What would it be like to see through the eyes of a pop art icon? 'Polaroids 1958-1987' has the answers and gives us a glimpse into the revered and chaotic world of the godfather of contemporary art, Andy Warhol.
By Natalie Trevis
The hedonistic eras spanning the Sixties, Seventies and early Eighties may have been largely devoid of the now ubiquitous selfie, but many an Instagram-worthy moment was nonetheless captured on the polaroid camera of Andy Warhol. Famed for carrying his camera with him everywhere, intimate portraits of his many famous friends and patrons, including Mick Jagger, Liza Minelli and Audrey Hepburn have been collated chronologically in a photography tome published by Taschen and authored by Richard B. Woodward (arts critic at The New York Times since 1995). Candid shots of Jack Nicholson, Angelica Houston and Yves Saint Laurent document Warhol's exclusive social circle. From his Factory days in the Sixties to hobnobbing with the society jet set during the power-crazed Eighties, the beauty of these images is in their rawness. No filters, no post-production and no endless re-takes - just an instant caught on Warhol’s unwieldy but trusty Polaroid camera – the images often give more of an insight into some of popular culture’s famous faces than the most in-depth character interview ever could.
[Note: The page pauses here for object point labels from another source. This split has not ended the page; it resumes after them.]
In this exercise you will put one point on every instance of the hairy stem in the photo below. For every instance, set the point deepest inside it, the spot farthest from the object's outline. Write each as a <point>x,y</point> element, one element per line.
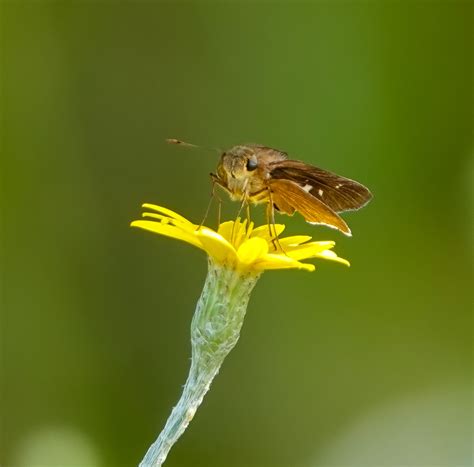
<point>215,329</point>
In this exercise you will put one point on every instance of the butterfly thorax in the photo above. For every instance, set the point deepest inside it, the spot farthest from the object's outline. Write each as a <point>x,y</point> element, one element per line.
<point>245,169</point>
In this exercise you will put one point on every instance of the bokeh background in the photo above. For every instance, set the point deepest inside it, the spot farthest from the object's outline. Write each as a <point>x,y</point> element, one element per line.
<point>367,366</point>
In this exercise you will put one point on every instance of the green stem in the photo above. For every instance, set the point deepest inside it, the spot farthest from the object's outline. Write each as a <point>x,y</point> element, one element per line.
<point>215,329</point>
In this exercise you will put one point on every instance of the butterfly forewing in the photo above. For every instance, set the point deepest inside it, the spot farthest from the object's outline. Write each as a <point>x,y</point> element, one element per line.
<point>338,193</point>
<point>288,197</point>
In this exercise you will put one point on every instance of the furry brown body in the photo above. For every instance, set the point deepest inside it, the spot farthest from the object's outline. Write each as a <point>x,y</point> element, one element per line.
<point>259,174</point>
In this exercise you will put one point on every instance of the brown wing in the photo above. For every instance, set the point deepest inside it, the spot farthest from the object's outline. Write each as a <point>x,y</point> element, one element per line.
<point>289,197</point>
<point>338,193</point>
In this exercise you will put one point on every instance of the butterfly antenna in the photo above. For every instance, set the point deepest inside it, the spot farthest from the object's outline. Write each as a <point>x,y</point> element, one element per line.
<point>189,145</point>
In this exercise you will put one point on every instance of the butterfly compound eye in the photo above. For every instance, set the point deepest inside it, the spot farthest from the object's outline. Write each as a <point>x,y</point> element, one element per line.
<point>251,164</point>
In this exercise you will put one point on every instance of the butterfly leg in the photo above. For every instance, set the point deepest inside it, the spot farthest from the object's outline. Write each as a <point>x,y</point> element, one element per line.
<point>271,223</point>
<point>213,195</point>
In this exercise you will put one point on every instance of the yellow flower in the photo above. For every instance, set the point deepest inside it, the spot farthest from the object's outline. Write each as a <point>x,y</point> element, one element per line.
<point>238,245</point>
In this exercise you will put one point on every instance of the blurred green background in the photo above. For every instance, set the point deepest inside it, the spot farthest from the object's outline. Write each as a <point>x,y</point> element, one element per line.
<point>367,366</point>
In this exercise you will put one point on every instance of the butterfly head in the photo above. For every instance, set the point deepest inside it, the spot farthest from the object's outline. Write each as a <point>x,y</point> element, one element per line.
<point>237,163</point>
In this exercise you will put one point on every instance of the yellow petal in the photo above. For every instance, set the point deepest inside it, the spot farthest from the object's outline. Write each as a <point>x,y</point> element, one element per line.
<point>264,231</point>
<point>169,231</point>
<point>273,261</point>
<point>327,254</point>
<point>252,249</point>
<point>216,245</point>
<point>308,250</point>
<point>294,240</point>
<point>167,212</point>
<point>225,229</point>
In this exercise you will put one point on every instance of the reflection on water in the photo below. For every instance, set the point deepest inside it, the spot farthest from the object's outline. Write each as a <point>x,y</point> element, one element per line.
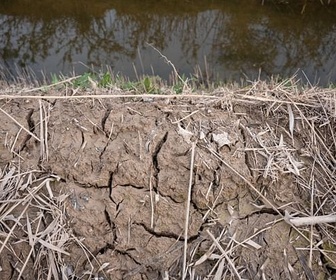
<point>237,39</point>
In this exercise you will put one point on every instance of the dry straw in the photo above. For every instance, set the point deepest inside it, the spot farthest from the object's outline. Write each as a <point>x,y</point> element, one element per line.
<point>312,110</point>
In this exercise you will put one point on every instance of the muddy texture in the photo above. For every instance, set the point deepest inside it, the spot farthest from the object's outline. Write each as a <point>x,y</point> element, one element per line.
<point>126,167</point>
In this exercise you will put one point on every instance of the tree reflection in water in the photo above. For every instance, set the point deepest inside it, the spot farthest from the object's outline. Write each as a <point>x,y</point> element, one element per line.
<point>238,39</point>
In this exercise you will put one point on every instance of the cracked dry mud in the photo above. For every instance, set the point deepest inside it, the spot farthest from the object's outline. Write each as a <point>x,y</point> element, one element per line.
<point>126,166</point>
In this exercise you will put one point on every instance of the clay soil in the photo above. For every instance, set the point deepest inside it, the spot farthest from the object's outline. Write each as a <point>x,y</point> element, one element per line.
<point>110,178</point>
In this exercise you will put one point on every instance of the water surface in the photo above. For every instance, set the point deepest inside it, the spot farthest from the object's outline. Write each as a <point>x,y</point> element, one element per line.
<point>228,40</point>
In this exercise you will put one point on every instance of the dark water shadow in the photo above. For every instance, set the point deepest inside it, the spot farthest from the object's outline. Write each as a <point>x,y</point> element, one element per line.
<point>236,39</point>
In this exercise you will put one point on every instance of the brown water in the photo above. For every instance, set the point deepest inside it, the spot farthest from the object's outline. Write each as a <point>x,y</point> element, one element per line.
<point>230,40</point>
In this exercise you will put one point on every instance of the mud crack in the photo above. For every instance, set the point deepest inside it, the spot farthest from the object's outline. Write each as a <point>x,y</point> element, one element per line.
<point>155,160</point>
<point>166,233</point>
<point>31,126</point>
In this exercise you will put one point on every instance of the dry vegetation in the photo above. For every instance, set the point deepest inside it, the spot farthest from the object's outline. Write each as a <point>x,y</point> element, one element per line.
<point>273,142</point>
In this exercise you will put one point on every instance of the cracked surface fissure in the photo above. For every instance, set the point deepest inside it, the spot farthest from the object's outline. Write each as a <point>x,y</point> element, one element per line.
<point>155,160</point>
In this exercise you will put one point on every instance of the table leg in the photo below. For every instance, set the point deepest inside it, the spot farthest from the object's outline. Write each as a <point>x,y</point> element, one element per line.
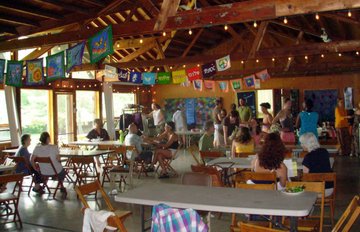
<point>293,224</point>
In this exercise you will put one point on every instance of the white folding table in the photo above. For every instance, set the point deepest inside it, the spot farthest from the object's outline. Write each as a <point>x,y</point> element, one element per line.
<point>220,199</point>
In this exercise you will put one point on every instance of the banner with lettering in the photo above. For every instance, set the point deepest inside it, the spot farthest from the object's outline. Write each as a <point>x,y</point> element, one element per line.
<point>149,78</point>
<point>223,63</point>
<point>193,73</point>
<point>208,70</point>
<point>179,76</point>
<point>164,78</point>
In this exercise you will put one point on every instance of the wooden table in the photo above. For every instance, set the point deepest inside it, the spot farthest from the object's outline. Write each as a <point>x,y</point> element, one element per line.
<point>217,199</point>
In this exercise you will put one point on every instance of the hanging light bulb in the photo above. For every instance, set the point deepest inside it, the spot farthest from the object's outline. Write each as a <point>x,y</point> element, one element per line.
<point>285,20</point>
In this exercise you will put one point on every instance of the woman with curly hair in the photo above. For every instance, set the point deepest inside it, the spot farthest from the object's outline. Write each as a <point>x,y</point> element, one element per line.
<point>271,157</point>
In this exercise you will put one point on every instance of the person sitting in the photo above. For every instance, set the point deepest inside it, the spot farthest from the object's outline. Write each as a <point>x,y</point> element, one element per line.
<point>243,142</point>
<point>98,132</point>
<point>45,149</point>
<point>166,150</point>
<point>28,169</point>
<point>270,159</point>
<point>317,160</point>
<point>206,141</point>
<point>133,139</point>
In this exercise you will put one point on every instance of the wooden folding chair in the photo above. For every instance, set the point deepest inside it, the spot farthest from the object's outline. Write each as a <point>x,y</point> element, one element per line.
<point>349,216</point>
<point>306,224</point>
<point>245,227</point>
<point>329,200</point>
<point>114,221</point>
<point>206,155</point>
<point>45,177</point>
<point>10,200</point>
<point>21,160</point>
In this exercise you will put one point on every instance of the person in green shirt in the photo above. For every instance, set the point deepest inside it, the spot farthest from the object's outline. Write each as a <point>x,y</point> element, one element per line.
<point>245,112</point>
<point>206,141</point>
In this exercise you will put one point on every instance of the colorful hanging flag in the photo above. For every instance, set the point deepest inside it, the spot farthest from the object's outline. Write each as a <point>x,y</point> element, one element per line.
<point>34,72</point>
<point>14,73</point>
<point>149,78</point>
<point>193,73</point>
<point>209,85</point>
<point>263,75</point>
<point>198,84</point>
<point>179,76</point>
<point>2,70</point>
<point>223,63</point>
<point>223,86</point>
<point>123,75</point>
<point>135,77</point>
<point>236,84</point>
<point>164,78</point>
<point>74,56</point>
<point>101,45</point>
<point>55,67</point>
<point>208,70</point>
<point>249,81</point>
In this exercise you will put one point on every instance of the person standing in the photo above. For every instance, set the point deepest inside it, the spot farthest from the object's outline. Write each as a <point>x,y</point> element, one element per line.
<point>158,116</point>
<point>342,128</point>
<point>180,121</point>
<point>307,120</point>
<point>245,112</point>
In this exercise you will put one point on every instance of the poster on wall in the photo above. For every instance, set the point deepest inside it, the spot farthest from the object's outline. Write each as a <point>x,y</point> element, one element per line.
<point>348,98</point>
<point>101,45</point>
<point>14,73</point>
<point>34,72</point>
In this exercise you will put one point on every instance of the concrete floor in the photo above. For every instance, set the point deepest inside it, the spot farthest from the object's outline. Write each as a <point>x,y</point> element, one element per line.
<point>42,213</point>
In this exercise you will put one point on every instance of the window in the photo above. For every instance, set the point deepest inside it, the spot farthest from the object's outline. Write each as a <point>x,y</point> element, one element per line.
<point>265,95</point>
<point>86,111</point>
<point>34,112</point>
<point>4,121</point>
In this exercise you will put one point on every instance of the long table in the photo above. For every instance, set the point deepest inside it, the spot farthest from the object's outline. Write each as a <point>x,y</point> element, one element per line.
<point>225,200</point>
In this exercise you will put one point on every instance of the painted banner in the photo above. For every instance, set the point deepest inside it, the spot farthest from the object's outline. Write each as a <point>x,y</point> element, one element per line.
<point>193,73</point>
<point>223,63</point>
<point>14,73</point>
<point>34,72</point>
<point>198,84</point>
<point>164,78</point>
<point>149,78</point>
<point>101,45</point>
<point>123,75</point>
<point>55,67</point>
<point>179,76</point>
<point>263,75</point>
<point>208,70</point>
<point>74,56</point>
<point>135,77</point>
<point>223,86</point>
<point>2,70</point>
<point>249,81</point>
<point>236,85</point>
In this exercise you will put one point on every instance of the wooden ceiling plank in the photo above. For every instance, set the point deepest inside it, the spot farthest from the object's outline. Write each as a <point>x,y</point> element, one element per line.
<point>258,39</point>
<point>168,9</point>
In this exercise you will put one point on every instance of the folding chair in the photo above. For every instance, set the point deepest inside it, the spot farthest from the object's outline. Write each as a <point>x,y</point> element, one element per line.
<point>114,221</point>
<point>10,200</point>
<point>307,224</point>
<point>349,216</point>
<point>45,177</point>
<point>21,160</point>
<point>329,200</point>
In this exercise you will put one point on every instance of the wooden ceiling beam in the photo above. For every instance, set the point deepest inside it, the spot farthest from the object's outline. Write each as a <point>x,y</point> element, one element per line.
<point>19,8</point>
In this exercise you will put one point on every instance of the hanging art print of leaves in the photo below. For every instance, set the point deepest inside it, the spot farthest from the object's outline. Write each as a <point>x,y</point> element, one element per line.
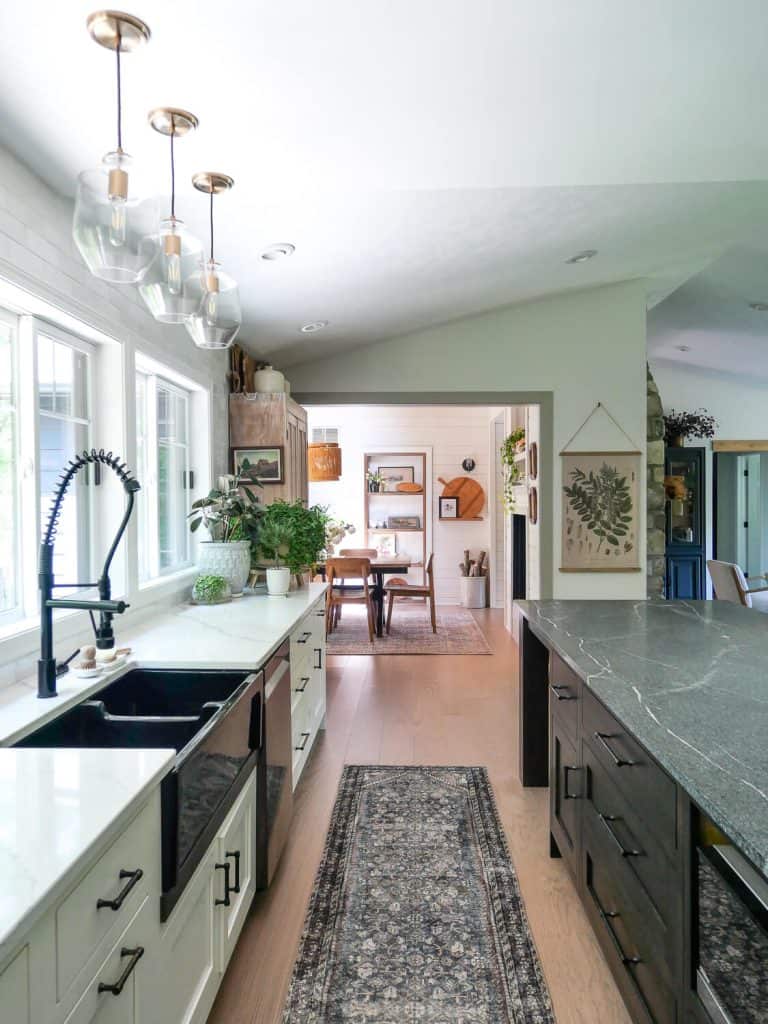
<point>599,512</point>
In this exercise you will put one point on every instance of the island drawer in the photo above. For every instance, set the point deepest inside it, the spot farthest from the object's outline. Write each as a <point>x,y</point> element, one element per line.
<point>564,694</point>
<point>631,945</point>
<point>647,788</point>
<point>634,856</point>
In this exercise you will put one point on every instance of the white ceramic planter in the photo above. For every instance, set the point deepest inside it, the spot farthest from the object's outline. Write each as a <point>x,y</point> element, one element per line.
<point>278,582</point>
<point>229,560</point>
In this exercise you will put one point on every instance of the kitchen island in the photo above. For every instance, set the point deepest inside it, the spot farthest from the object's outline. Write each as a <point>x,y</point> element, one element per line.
<point>648,720</point>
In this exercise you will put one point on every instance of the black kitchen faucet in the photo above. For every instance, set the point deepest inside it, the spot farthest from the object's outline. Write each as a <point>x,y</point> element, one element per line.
<point>47,671</point>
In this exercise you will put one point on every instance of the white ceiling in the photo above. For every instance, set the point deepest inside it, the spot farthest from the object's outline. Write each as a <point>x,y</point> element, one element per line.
<point>428,160</point>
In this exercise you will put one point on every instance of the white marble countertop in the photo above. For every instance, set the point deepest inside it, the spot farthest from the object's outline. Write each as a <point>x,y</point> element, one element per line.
<point>55,807</point>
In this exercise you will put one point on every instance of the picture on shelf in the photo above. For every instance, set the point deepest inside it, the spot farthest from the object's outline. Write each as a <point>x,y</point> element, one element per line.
<point>265,464</point>
<point>392,475</point>
<point>449,508</point>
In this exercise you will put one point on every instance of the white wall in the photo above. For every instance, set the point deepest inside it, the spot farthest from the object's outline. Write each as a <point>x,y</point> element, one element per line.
<point>451,433</point>
<point>585,346</point>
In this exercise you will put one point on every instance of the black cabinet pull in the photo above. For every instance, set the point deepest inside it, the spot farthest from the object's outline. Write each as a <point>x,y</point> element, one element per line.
<point>603,738</point>
<point>236,857</point>
<point>556,687</point>
<point>225,868</point>
<point>606,819</point>
<point>119,985</point>
<point>115,904</point>
<point>565,794</point>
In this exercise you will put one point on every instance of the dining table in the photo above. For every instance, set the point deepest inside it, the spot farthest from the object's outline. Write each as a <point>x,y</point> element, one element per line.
<point>384,565</point>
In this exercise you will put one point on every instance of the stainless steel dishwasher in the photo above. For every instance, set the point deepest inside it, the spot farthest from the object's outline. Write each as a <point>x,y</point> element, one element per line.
<point>274,801</point>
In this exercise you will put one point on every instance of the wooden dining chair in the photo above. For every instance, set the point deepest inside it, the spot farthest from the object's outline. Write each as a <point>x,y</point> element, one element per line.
<point>338,569</point>
<point>395,590</point>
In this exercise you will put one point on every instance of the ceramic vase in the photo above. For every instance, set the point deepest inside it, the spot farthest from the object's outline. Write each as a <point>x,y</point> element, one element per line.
<point>230,560</point>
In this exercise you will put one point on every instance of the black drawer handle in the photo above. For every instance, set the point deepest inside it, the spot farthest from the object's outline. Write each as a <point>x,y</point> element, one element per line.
<point>117,988</point>
<point>606,820</point>
<point>225,868</point>
<point>235,854</point>
<point>115,904</point>
<point>603,738</point>
<point>567,695</point>
<point>565,794</point>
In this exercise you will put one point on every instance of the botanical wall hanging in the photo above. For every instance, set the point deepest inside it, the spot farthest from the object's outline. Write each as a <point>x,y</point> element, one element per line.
<point>600,509</point>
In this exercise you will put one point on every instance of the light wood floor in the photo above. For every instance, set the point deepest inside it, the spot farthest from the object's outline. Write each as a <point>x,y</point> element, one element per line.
<point>423,710</point>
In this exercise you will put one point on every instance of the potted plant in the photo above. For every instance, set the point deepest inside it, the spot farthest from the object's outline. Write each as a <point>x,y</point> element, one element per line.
<point>231,517</point>
<point>678,426</point>
<point>274,543</point>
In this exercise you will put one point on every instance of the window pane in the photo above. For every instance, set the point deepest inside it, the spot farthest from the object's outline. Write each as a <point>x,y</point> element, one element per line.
<point>7,472</point>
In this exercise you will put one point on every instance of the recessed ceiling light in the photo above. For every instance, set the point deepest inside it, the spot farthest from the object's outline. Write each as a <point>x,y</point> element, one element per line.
<point>279,250</point>
<point>313,326</point>
<point>583,256</point>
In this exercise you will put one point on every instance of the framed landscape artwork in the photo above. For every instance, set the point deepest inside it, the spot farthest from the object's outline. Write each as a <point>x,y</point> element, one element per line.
<point>600,511</point>
<point>267,463</point>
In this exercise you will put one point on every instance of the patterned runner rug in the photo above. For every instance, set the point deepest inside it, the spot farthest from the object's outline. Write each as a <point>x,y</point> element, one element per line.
<point>458,633</point>
<point>416,916</point>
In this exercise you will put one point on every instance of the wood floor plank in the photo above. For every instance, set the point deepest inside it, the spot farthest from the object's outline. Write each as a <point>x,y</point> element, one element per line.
<point>423,710</point>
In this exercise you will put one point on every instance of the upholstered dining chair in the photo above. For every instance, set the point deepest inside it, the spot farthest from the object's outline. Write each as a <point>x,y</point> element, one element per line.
<point>338,569</point>
<point>730,584</point>
<point>393,590</point>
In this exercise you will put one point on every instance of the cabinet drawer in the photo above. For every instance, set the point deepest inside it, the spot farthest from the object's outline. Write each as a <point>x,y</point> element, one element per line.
<point>633,949</point>
<point>648,790</point>
<point>107,898</point>
<point>651,879</point>
<point>564,694</point>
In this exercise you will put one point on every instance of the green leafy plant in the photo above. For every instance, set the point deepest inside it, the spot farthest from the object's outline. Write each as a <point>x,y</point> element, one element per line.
<point>305,528</point>
<point>603,503</point>
<point>230,515</point>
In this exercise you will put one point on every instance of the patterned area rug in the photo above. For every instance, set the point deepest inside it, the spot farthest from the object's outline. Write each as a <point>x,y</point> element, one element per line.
<point>416,916</point>
<point>458,633</point>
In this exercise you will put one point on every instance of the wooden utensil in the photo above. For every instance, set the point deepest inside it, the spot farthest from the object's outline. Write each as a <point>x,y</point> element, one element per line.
<point>470,494</point>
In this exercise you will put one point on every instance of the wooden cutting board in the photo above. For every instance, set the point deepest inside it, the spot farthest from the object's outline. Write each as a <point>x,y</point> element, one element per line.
<point>470,494</point>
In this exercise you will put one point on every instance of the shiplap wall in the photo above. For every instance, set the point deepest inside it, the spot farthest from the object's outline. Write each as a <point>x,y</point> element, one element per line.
<point>452,432</point>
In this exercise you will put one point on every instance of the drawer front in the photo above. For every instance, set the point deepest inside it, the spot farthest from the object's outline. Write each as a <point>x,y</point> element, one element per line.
<point>648,790</point>
<point>564,694</point>
<point>116,995</point>
<point>648,873</point>
<point>109,895</point>
<point>634,951</point>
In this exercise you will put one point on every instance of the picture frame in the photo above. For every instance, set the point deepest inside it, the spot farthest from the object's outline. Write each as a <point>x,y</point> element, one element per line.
<point>267,462</point>
<point>392,475</point>
<point>449,507</point>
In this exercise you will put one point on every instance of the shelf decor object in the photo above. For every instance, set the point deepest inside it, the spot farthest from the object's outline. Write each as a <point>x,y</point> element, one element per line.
<point>113,222</point>
<point>214,295</point>
<point>164,287</point>
<point>600,507</point>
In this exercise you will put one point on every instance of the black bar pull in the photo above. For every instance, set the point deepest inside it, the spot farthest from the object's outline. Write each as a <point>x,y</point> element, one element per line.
<point>119,985</point>
<point>620,762</point>
<point>235,854</point>
<point>115,904</point>
<point>225,868</point>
A uniformity emerges in the collection, hinting at a form of obsession and perhaps a relentless thirst to capture the essence of others.
Certainly Warhol was onto something, a prescient journey into the future of self-documentation that now surrounds us at every turn. Indeed Warhol turned the camera on himself on numerous occasions. In the words of the man himself, ‘a picture means I know where I was every minute. That's why I take pictures. It's a visual diary.’